Integrating ecological roles and trophic diversification on coral reefs: multiple lines of evidence identify parrotfishes as microphages

TL;DR: A novel view of parrotfish feeding biology provides a unified explanation for the apparently disparate range of feeding substrata used by parrotfishes, and integratesParrotfish nutrition with their ecological roles in reef bioerosion and sediment transport.

Abstract: Coral reef ecosystems are remarkable for their high productivity in nutrient-poor waters. A high proportion of primary production is consumed by the dominant herbivore assemblage, teleost fishes, many of which are the product of recent and rapid diversification. Our review and synthesis of the trophodynamics of herbivorous reef fishes suggests that current models underestimate the level of resource partitioning, and thus trophic innovation, in this diverse assemblage. We examine several lines of evidence including feeding observations, trophic anatomy, and biochemical analyses of diet, tissue composition and digestive processes to show that the prevailing view (including explicit models) of parrotfishes as primary consumers of macroscopic algae is incompatible with available data. Instead, the data are consistent with the hypothesis that most parrotfishes are microphages that target cyanobacteria and other protein-rich autotrophic microorganisms that live on (epilithic) or within (endolithic) calcareous substrata, are epiphytic on algae or seagrasses, or endosymbiotic within sessile invertebrates.
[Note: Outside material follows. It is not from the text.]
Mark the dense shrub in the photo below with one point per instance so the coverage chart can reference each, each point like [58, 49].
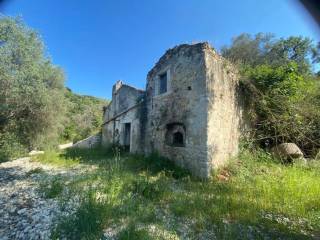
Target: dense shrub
[31, 92]
[282, 93]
This novel view of parrotfish feeding biology provides a unified explanation for the apparently disparate range of feeding substrata used by parrotfishes, and integrates parrotfish nutrition with their ecological roles in reef bioerosion and sediment transport. Accelerated evolution in parrotfishes can now be explained as the result of (1) the ability to utilize a novel food resource for reef fishes, i.e. microscopic autotrophs; and (2) the partitioning of this resource by habitat and successional stage.